Leopold snapped his fingers as the answer occurred to him, and he quickly wrote it down. Of course!

Speak the word silence and you broke the silence! Now the next —

Hmm.

Food can help me survive, but water will kill me. What am I?

Siegfried grinned. That one was easy. It appeared in the old sagas all the time. If only some of the things are lies, then the statement that everything I tell you is a lie will always be a lie. He wrote down "lie." Now the next...

The one who makes it sells it. The one who buys it doesn't use it. The one who's using it doesn't know he's using it. What is it?

Leopold snorted. A child could have figured that riddle out. It was fire of course, which needed "food" in the form of wood.

He had been worried at first. He wasn't worried now. If this was the worst they could do, he could get through this.

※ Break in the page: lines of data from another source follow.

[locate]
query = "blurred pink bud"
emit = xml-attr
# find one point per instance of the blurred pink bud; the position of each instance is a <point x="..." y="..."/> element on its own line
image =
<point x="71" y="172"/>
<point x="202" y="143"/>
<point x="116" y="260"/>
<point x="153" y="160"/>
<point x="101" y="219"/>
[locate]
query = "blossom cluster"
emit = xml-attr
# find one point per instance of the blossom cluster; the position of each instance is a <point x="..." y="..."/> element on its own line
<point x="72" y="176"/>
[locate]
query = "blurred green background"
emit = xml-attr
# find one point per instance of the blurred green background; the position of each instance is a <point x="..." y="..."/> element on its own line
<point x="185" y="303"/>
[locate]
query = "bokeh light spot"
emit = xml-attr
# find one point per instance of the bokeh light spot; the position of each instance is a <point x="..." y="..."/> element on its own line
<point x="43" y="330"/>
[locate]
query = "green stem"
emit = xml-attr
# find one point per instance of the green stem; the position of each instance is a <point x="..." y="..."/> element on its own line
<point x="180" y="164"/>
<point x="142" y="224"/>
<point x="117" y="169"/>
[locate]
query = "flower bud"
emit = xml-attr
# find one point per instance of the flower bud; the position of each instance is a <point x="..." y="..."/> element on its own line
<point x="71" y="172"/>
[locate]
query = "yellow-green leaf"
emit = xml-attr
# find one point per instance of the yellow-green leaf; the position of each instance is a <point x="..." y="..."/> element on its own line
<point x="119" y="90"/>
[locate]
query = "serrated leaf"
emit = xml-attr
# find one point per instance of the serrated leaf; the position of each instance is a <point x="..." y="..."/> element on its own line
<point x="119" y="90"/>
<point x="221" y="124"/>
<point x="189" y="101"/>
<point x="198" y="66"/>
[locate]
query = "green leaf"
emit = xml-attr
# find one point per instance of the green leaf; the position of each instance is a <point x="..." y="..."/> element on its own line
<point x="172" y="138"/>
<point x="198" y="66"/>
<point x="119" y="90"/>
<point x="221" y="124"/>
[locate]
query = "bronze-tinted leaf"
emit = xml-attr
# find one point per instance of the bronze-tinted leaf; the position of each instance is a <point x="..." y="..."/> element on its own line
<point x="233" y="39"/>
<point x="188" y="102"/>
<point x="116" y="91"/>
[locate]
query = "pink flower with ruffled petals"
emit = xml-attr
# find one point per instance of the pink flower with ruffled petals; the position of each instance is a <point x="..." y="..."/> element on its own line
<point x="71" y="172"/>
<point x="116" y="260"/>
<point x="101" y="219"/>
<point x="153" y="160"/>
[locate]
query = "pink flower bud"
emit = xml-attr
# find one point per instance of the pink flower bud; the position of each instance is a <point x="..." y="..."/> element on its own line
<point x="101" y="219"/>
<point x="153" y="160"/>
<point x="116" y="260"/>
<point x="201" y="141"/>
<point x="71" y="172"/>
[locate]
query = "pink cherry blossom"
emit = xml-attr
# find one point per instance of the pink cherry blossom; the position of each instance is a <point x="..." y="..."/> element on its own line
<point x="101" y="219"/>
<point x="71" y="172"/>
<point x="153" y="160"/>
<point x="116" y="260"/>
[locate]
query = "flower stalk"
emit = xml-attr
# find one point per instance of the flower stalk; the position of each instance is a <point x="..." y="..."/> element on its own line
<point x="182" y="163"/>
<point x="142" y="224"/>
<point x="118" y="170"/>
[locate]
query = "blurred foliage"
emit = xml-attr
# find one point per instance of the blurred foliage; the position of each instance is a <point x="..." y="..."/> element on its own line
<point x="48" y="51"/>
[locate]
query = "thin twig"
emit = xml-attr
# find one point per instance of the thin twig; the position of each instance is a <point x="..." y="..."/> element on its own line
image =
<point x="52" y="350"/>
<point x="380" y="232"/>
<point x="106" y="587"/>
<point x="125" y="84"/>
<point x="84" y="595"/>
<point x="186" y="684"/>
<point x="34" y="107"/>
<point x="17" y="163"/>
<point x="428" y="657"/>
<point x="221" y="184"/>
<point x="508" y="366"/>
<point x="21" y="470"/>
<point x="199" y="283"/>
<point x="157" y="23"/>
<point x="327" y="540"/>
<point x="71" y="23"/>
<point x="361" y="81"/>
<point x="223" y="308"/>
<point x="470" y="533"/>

A coffin... thought Siegfried. That was...a rather too-morbid riddle. He did not like the way this was going.

At the end of the day, thirty-one men emerged from the room filled with tables, surprised at the amount of time that had passed. Some were elated. Some were in despair. All were happy to have the contest over and done with. They fell on the cold buffet laid out for them like starving wolves, and many were surprised at just how tired they were after a day of "only" thinking.

The astonishment came when they all started talking about the riddles and the answers, and compared what they could remember of the riddle test with each other. Because it appeared that no one recalled the same riddles.

No one.

"I don't believe it. Are you sure you don't remember that one?" Siegfried asked a particularly satisfied Prince Roderick, who was sure that he had done very, very well. The Prince shook his head.

"And you don't remember the wizard and the staircase?" the Prince countered. "I thought it was as morbid as your coffin one."

"I know I would have if I'd seen it, wretched murdering wizards..." Siegfried said, feeling more than a little confused now.

He wasn't the only one. No one was out in the garden tonight. The puzzle just grew and grew, as all thirty-one men conferred and cross-checked, and finally came up with the only possible solution there could be.

Each of them had answered an entirely different set of riddles. Impossible as it seemed, somehow thirty-one different tests had been assembled and presented to them.

As they separated, some to go straight to bed, some to drink, some to go straight up in despair and pack, Leopold and Siegfried elected to take the walk out to the King's Arms. They were such regulars there now that they had a preferred table, and the serving boy brought them their drinks before they even sat down. Everyone else that was a regular there knew they were Princes, and no one troubled them about it. Leopold said wistfully that it was just like that inhis favorite tavern, back before he'd left his home. Since in Drachenthal, there were no such things as inns and taverns, Siegfried had merely nodded.